The technology used:
1) HMM (Hiden Mokov Model):
2) GMM (Gaussian Mixture Model):
3) Dfa&nfa:
Build your own acoustic model:
The tools you can use:
2.Phoneme Dictionary (pronunciation dictionary): used for the recognition of words.
Build Your own pronunciation dictionary:
The tools you can use:
3.Language model: Used for recognition of statements.
Build Your own pronunciation dictionary:
The tools you can use:
The above three 3=>2=>1 in turn into a dependency, as long as the above three are configured, a speech recognition engine is set up, the other is to use the development package to provide APIs for custom development.
Two.
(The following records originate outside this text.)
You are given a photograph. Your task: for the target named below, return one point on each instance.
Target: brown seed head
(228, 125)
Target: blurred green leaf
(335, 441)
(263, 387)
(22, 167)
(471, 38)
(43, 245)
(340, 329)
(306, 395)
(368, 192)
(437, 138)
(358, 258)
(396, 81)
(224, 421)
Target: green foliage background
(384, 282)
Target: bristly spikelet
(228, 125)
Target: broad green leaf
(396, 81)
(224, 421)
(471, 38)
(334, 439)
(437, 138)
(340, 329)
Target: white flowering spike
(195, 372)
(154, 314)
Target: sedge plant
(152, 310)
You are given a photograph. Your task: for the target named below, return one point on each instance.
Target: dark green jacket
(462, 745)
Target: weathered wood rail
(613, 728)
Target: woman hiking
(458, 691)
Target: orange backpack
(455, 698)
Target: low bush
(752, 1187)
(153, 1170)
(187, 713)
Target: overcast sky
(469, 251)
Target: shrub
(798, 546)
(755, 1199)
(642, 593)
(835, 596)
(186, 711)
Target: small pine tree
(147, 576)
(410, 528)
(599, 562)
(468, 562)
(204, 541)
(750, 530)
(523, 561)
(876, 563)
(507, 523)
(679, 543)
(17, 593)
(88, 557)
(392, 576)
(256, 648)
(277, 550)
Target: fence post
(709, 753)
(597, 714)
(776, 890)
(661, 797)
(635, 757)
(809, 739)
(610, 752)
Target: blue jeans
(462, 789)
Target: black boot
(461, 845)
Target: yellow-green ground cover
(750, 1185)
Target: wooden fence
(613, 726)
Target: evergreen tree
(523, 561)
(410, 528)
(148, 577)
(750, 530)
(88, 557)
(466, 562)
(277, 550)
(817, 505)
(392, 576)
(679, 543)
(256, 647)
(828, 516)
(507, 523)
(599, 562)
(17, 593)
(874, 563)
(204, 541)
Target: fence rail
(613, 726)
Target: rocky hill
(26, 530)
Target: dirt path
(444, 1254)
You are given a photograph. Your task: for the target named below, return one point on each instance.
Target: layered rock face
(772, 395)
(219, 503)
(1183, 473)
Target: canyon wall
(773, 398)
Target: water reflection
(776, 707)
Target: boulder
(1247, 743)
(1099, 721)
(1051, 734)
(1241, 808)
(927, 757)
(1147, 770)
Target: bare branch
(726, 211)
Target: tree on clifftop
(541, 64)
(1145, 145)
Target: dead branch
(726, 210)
Specific operation
Taking sample of Julius-voxforge as an example, the use of Julius mainly involves three files:
1.sample.grammar: Language grammar.
2. Sample.voca: Pronunciation dictionary.
3. julian.jconf: The primary configuration file for the speech recognition engine. Here you specify the three main elements of face reading.
As for other documents:
Sample.dfa
Sample.dict
Sample.term
are automatically generated---mkdfa.pl sample by command.